Statistics and Sampling

Statistics help us make sense of data! Learn to analyze populations using measures of center (mean, median) and measures of spread (range, IQR, MAD) to make comparisons and draw conclusions about groups.

Do this: Read the concept below, then try the quiz or activity.

Lesson 176 of 190
92%

Concept

Statistical measures reveal patterns and differences between data sets!

MEASURES OF CENTER: Tell you the "typical" or "average" value

1. MEAN (Average): Sum of all values ÷ number of values

Example: Test scores {70, 85, 90, 95} Mean = (70 + 85 + 90 + 95) ÷ 4 = 340 ÷ 4 = 85

2. MEDIAN (Middle Value): The middle number when data is ordered

For ODD number of values: the middle one Example: {3, 5, 7, 9, 11} → Median = 7

For EVEN number of values: average of two middle ones Example: {4, 6, 8, 10} → Median = (6 + 8) ÷ 2 = 7

3. MODE: Most frequent value(s)

Example: {2, 3, 3, 5, 5, 5, 7} → Mode = 5 (appears 3 times)

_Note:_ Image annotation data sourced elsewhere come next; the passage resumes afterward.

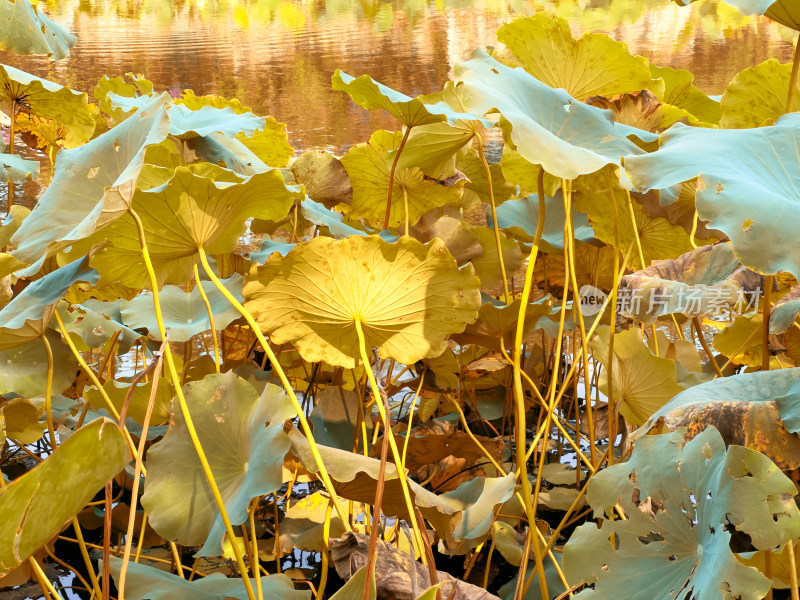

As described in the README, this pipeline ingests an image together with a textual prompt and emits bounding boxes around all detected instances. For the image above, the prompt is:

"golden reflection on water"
[0,0,793,151]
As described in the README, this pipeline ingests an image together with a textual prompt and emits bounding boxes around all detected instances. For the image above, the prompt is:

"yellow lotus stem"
[42,332,57,450]
[197,248,352,531]
[128,207,256,600]
[354,318,426,563]
[194,263,222,373]
[478,136,510,304]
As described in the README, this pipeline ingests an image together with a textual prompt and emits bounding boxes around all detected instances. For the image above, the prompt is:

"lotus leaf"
[0,254,98,350]
[0,65,95,148]
[591,327,683,425]
[92,163,293,287]
[11,94,169,275]
[108,556,310,600]
[625,114,800,275]
[292,150,353,208]
[650,64,722,124]
[0,332,78,398]
[0,0,78,60]
[120,274,242,342]
[56,300,141,354]
[619,244,764,321]
[337,130,461,227]
[564,427,800,600]
[0,154,39,181]
[456,49,647,179]
[720,58,800,129]
[453,296,553,350]
[331,69,478,127]
[86,379,174,425]
[497,190,595,254]
[643,368,800,470]
[497,11,657,100]
[0,419,130,576]
[244,236,480,369]
[0,398,46,444]
[142,372,295,556]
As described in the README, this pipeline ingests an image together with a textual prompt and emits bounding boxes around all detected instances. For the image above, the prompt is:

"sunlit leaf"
[0,419,130,575]
[564,427,800,600]
[244,236,480,368]
[142,372,295,556]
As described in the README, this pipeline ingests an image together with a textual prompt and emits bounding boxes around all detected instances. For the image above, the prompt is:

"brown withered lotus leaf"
[620,244,764,321]
[331,533,499,600]
[636,369,800,471]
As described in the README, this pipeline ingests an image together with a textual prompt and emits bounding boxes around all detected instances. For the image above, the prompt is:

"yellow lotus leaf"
[497,11,659,100]
[591,326,683,425]
[244,236,481,369]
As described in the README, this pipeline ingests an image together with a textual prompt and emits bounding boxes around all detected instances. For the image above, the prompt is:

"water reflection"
[0,0,791,151]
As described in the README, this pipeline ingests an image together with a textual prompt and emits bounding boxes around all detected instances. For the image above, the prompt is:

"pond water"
[0,0,794,152]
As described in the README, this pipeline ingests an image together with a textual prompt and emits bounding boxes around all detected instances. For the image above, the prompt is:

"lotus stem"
[355,318,426,562]
[786,36,800,115]
[194,263,222,373]
[198,248,352,531]
[761,275,775,371]
[42,328,57,450]
[128,207,256,600]
[512,167,552,598]
[383,126,412,229]
[478,136,510,304]
[117,339,169,600]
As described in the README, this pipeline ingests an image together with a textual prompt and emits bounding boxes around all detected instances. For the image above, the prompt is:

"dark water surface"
[0,0,793,151]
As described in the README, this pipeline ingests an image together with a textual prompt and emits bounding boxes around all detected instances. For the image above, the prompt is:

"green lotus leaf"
[453,296,553,350]
[719,58,800,129]
[292,150,353,208]
[564,427,800,600]
[0,398,47,444]
[300,198,367,238]
[497,10,657,100]
[85,379,174,425]
[0,154,39,181]
[0,0,78,60]
[91,163,294,288]
[0,254,98,350]
[591,326,683,425]
[94,73,153,123]
[11,94,169,275]
[246,236,297,265]
[0,332,78,398]
[142,371,295,556]
[456,49,647,179]
[289,429,514,549]
[331,69,479,127]
[108,556,310,600]
[244,235,480,369]
[236,117,294,167]
[619,244,764,321]
[0,419,130,576]
[0,64,95,148]
[56,299,141,354]
[120,274,242,342]
[650,64,722,124]
[642,368,800,471]
[337,130,461,227]
[490,190,595,254]
[169,104,266,140]
[623,114,800,275]
[769,285,800,335]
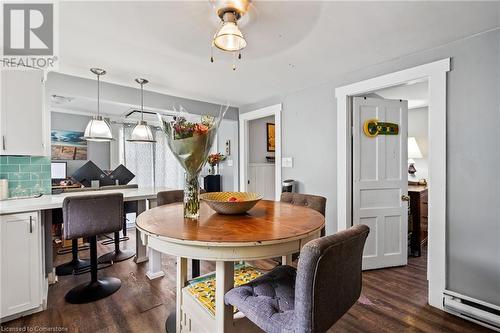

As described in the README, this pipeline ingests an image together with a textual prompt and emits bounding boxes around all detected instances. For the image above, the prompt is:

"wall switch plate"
[281,157,293,168]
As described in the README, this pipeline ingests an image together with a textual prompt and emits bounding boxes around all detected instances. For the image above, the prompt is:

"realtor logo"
[3,3,54,56]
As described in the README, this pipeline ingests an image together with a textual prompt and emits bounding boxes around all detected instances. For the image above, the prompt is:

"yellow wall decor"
[363,119,399,138]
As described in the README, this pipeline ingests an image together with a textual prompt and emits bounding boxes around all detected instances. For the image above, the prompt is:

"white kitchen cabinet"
[0,212,44,321]
[0,68,49,156]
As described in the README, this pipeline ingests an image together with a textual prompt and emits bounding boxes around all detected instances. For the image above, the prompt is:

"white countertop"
[0,187,176,215]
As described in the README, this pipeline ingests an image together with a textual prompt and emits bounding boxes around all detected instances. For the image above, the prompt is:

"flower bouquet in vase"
[158,106,229,219]
[207,153,226,175]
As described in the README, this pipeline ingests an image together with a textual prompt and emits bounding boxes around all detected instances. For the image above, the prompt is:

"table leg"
[191,259,200,279]
[215,261,234,333]
[175,257,187,333]
[134,200,148,264]
[146,248,165,280]
[281,254,292,265]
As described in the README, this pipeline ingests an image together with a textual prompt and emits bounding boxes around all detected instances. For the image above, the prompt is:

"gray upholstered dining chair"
[224,225,370,333]
[63,193,123,304]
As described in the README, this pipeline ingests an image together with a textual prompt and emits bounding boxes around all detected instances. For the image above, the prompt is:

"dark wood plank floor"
[2,231,491,333]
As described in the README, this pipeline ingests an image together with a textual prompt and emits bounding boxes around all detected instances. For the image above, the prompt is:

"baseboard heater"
[443,290,500,332]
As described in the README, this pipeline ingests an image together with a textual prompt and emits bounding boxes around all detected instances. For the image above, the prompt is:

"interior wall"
[217,119,239,192]
[51,112,110,176]
[408,107,429,179]
[248,116,274,163]
[240,30,500,306]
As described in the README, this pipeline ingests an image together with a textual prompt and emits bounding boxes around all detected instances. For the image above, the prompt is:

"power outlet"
[281,157,293,168]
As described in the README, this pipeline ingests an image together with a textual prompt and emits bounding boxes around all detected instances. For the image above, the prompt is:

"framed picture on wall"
[266,123,276,152]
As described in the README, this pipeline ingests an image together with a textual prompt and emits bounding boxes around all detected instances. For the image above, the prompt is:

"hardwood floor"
[1,232,492,333]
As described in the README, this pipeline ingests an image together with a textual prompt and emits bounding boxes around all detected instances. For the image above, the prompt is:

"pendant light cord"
[97,74,100,117]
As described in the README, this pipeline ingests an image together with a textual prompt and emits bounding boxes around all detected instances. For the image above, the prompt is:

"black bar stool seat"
[97,201,137,264]
[63,193,123,304]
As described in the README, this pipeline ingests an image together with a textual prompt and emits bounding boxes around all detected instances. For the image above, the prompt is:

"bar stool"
[97,201,137,264]
[52,209,90,276]
[63,193,123,304]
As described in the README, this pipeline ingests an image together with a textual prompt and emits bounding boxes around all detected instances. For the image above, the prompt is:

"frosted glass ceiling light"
[214,12,247,52]
[127,79,156,143]
[210,0,250,70]
[83,68,114,142]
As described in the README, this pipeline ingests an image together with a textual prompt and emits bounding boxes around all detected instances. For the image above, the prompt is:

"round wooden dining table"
[136,200,325,333]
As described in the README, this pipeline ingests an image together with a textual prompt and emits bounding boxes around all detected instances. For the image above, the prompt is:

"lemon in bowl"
[200,192,263,215]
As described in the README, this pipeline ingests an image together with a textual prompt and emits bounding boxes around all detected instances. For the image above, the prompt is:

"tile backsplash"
[0,156,52,197]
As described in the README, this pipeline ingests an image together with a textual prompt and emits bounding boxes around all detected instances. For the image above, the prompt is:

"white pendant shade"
[214,22,247,52]
[83,116,113,142]
[83,68,114,142]
[127,121,156,143]
[408,137,423,159]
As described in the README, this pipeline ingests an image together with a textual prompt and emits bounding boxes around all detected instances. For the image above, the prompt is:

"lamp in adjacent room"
[127,78,156,143]
[83,68,114,142]
[408,137,423,175]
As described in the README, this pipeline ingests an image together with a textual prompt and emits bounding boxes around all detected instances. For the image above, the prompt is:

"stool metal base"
[64,277,122,304]
[97,250,135,264]
[56,259,90,276]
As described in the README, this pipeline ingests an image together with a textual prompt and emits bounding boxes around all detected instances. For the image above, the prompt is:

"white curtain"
[119,125,184,189]
[154,130,184,189]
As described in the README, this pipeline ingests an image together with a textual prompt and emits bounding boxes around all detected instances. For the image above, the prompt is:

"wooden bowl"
[200,192,263,215]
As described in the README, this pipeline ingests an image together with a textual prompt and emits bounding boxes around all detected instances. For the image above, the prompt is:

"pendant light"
[127,79,156,143]
[83,68,114,142]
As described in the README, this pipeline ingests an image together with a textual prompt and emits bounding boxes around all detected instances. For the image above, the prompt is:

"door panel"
[352,97,408,269]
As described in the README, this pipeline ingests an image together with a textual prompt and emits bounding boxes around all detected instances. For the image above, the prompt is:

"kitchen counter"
[0,187,172,215]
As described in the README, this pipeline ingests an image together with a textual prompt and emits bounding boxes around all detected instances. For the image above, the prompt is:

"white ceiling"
[59,1,500,106]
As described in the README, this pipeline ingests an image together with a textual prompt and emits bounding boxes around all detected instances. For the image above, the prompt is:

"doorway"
[239,104,281,200]
[335,58,450,309]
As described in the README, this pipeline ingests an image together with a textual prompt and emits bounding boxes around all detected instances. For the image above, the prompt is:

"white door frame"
[335,58,450,309]
[239,103,282,200]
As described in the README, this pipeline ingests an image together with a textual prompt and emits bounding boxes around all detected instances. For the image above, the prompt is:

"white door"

MEASURES OF SPREAD: Tell you how spread out or varied the data is

1. RANGE: Maximum - Minimum

Example: {10, 15, 20, 35, 40} Range = 40 - 10 = 30

2. INTERQUARTILE RANGE (IQR): IQR = Q3 - Q1 (middle 50% of data)

Finding Quartiles: - Q1 (First Quartile): Median of lower half - Q2 (Second Quartile): Median of entire set - Q3 (Third Quartile): Median of upper half

Example: {1, 3, 5, 7, 9, 11, 13, 15, 17} - Q2 (median) = 9 - Lower half: {1, 3, 5, 7} → Q1 = (3+5)/2 = 4 - Upper half: {11, 13, 15, 17} → Q3 = (13+15)/2 = 14 - IQR = 14 - 4 = 10

3. MEAN ABSOLUTE DEVIATION (MAD): Average distance from the mean

Steps to calculate MAD: 1. Find the mean 2. Find distance of each value from mean (absolute value) 3. Find the average of those distances

Example: {2, 4, 6, 8, 10} - Mean = 6 - Distances: |2-6|=4, |4-6|=2, |6-6|=0, |8-6|=2, |10-6|=4 - MAD = (4+2+0+2+4) ÷ 5 = 12 ÷ 5 = 2.4

COMPARING TWO POPULATIONS:

Population A Test Scores: {75, 80, 82, 85, 88, 90, 92} Population B Test Scores: {60, 70, 85, 90, 95, 98, 100}

Population A: - Mean = 84.6 - Median = 85 - Range = 92 - 75 = 17 - More consistent scores (smaller range)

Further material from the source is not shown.